Q2: convention is \(k=-1\) , the last pre-treatment period. Remaining \(\beta_k\) measure the treated-vs-control gap at event time \(k\) , relative to the gap at \(k=-1\) (the closest untreated baseline).
Anticipation
Recall: \(\beta_k\) is measured relative to \(k = -1\) . What if \(k = -1\) isn’t a clean baseline — because treated units already shifted behavior in anticipation of \(t^*\) ?
Slemrod (1995) — Tax Reform Act of 1986:
Top marginal rate rose, effective Jan 1987 .
Anticipating, high-income earners pulled capital gains, bonuses, and other income into 1986 — locking in the lower rate.
Pre-period outcomes reflected anticipation, not a clean no-treatment baseline.
Diagnostic : re-estimate with \(k = -2\) as reference. A non-zero \(\hat\beta_{-1}\) then flags anticipation.
Remedy : redate the treatment to the announcement date, not implementation.
Staggered Rollout: A Modern Setting
Most modern DiD applications don’t have a single \(t^*\) . Treatment rolls out across units at different times :
US states adopt a policy in different years.

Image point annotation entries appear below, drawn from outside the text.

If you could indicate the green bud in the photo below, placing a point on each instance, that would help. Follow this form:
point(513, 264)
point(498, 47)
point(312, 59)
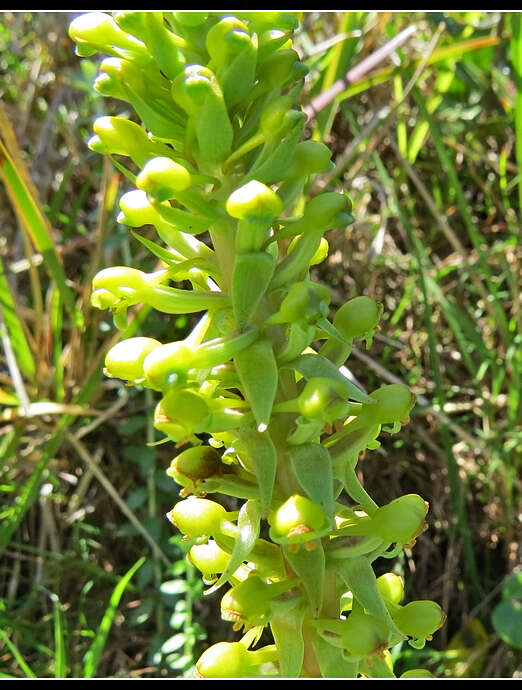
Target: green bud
point(254, 202)
point(125, 359)
point(310, 157)
point(233, 660)
point(364, 635)
point(273, 116)
point(394, 403)
point(297, 520)
point(419, 619)
point(323, 399)
point(162, 178)
point(417, 673)
point(224, 660)
point(225, 38)
point(281, 68)
point(249, 602)
point(358, 317)
point(197, 517)
point(194, 465)
point(99, 30)
point(169, 364)
point(306, 301)
point(191, 18)
point(209, 558)
point(401, 520)
point(181, 413)
point(391, 586)
point(123, 137)
point(324, 209)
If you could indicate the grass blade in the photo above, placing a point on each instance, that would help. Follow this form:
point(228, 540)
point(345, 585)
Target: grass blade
point(17, 656)
point(93, 655)
point(15, 329)
point(60, 635)
point(24, 200)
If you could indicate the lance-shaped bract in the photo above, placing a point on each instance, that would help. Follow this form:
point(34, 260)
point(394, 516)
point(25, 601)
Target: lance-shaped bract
point(255, 387)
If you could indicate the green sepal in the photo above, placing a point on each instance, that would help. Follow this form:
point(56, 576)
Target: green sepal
point(197, 91)
point(162, 44)
point(309, 565)
point(313, 468)
point(359, 577)
point(262, 457)
point(272, 167)
point(248, 527)
point(257, 369)
point(331, 660)
point(377, 667)
point(250, 278)
point(310, 366)
point(286, 625)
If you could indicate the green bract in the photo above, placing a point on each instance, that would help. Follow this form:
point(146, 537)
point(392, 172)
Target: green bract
point(253, 400)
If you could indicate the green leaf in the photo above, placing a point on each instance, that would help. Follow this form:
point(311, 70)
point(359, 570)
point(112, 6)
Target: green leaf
point(262, 456)
point(313, 468)
point(311, 366)
point(257, 369)
point(507, 616)
point(15, 329)
point(331, 661)
point(287, 630)
point(359, 577)
point(309, 565)
point(93, 656)
point(248, 522)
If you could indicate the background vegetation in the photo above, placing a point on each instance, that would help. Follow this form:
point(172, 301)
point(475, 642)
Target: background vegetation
point(428, 144)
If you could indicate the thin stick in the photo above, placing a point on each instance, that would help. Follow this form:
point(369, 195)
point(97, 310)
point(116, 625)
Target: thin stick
point(356, 73)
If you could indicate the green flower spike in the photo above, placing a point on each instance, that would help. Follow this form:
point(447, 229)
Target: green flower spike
point(125, 359)
point(199, 517)
point(297, 521)
point(233, 660)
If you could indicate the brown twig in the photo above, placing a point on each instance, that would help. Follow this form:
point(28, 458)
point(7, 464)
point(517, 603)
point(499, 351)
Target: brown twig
point(358, 72)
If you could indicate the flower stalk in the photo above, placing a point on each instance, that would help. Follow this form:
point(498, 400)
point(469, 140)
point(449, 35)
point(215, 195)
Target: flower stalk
point(252, 400)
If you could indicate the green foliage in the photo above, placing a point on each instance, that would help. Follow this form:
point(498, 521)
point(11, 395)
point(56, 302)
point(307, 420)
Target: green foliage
point(239, 375)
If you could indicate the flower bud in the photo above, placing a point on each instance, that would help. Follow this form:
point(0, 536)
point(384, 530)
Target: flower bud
point(167, 365)
point(310, 157)
point(358, 317)
point(197, 517)
point(419, 619)
point(391, 586)
point(181, 413)
point(162, 178)
point(297, 520)
point(417, 673)
point(394, 403)
point(226, 38)
point(364, 635)
point(224, 660)
point(195, 464)
point(209, 558)
point(123, 137)
point(305, 301)
point(254, 202)
point(401, 520)
point(281, 68)
point(322, 399)
point(191, 19)
point(125, 359)
point(248, 603)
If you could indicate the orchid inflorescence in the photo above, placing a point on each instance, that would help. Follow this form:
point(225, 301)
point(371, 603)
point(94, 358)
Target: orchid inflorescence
point(254, 398)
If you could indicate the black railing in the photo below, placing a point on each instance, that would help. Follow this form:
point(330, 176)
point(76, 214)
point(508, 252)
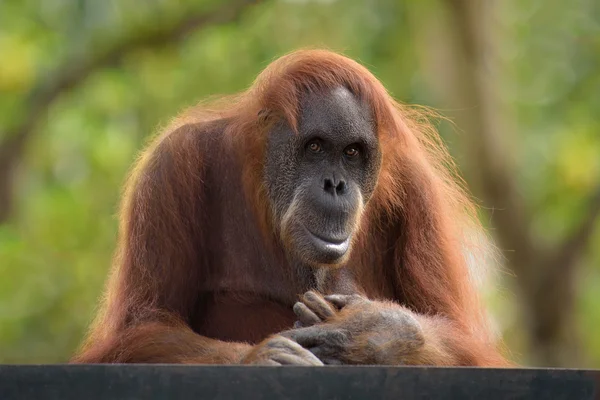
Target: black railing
point(88, 382)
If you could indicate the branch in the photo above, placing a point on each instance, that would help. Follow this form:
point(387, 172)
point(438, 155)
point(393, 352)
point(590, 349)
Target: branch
point(76, 70)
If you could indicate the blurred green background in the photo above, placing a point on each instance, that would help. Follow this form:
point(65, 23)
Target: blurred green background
point(84, 83)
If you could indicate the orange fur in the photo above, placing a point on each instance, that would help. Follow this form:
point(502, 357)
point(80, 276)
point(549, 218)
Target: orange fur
point(413, 237)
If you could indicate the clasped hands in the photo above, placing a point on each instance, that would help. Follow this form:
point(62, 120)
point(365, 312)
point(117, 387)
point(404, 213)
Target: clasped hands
point(342, 329)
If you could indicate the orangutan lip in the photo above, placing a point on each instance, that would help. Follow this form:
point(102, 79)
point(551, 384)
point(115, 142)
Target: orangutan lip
point(330, 241)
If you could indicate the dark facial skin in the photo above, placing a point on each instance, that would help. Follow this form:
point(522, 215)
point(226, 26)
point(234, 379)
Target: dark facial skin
point(320, 179)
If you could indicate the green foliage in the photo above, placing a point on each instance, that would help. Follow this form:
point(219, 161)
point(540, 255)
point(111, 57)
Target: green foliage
point(57, 247)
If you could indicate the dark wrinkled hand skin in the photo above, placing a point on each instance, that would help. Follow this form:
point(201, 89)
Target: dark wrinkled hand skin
point(278, 350)
point(351, 329)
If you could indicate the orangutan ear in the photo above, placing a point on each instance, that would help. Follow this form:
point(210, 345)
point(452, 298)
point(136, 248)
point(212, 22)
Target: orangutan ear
point(264, 116)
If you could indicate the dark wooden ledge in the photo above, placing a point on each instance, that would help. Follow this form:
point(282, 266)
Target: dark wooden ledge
point(87, 382)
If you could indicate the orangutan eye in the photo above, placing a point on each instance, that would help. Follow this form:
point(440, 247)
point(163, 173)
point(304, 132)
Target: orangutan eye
point(351, 151)
point(314, 146)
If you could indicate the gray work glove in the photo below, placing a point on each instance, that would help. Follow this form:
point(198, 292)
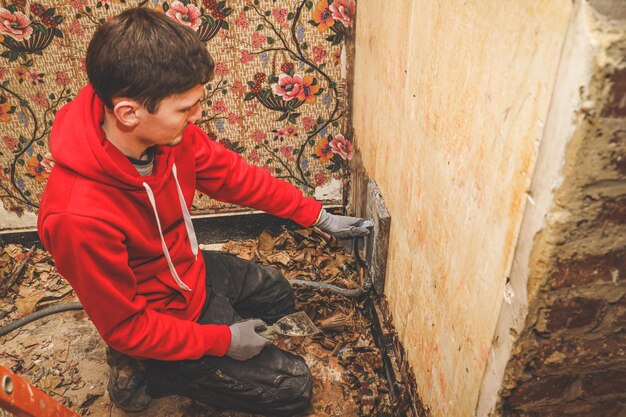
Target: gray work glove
point(245, 343)
point(343, 227)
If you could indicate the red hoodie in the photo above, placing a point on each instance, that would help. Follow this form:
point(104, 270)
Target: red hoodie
point(111, 243)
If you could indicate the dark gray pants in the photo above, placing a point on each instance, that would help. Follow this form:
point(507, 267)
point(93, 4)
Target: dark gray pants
point(275, 382)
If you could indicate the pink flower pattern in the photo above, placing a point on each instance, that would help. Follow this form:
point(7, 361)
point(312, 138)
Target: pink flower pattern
point(219, 107)
point(246, 57)
point(187, 15)
point(16, 25)
point(289, 87)
point(343, 11)
point(342, 147)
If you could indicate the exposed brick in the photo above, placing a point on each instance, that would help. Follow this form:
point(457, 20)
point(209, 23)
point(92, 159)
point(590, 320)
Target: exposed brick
point(573, 313)
point(581, 272)
point(618, 161)
point(620, 314)
point(612, 408)
point(605, 383)
point(540, 389)
point(557, 354)
point(615, 105)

Firms get access to a new technology over a multi-year phase-in.
Hospitals join a payment program on different dates.
The treatment indicator generalizes:
\[
D_{it} = \mathbf{1}[t \geq t_i^*]
\]
— each unit has its own switch date \(t_i^*\) . Untreated units have \(t_i^* = \infty\) .
Natural approach : run TWFE with this \(D_{it}\) — \(y_{it} = \alpha_i + \lambda_t + \tau D_{it} + U_{it}\) . But…
Why Naïve TWFE Breaks Under Staggered Rollout
Three units, four periods. Treatment turns on at different times:
A (never treated)
0
0
0
0
B (treated at \(t=2\) )
0
1
1
1
C (treated at \(t=3\) )
0
0
1
1
Goodman-Bacon (2021) : TWFE’s \(\hat\tau\) is implicitly a weighted average of all 2×2 DiDs in the panel. With three units, the implicit comparisons include:
A as control for B’s switch ✓ (clean)
A as control for C’s switch ✓ (clean)
C vs B around C’s switch ✗ — uses B (already treated) as a control
Modern Estimators for Staggered DiD
Common principle : never use already-treated units as controls. Build treatment effects from clean comparisons, then aggregate.
Callaway-Sant’Anna (2021) : let \(\text{ATT}(g, t)\) = treatment effect on units treated at time \(g\) , measured at time \(t\) . Estimate each one as a clean 2×2 DiD using never-treated A as control.
\(g = 2\) (B)
\(\text{ATT}(2,2)\)
\(\text{ATT}(2,3)\)
\(\text{ATT}(2,4)\)
\(g = 3\) (C)
—
\(\text{ATT}(3,3)\)
\(\text{ATT}(3,4)\)
Aggregate the cells (non-negative weights) → overall ATT, or average across cohorts at each event-time \(k = t - g\) .
Variants on the same principle : Sun-Abraham (event study), dCdH (newly-treated vs not-yet-treated), BJS (impute counterfactual).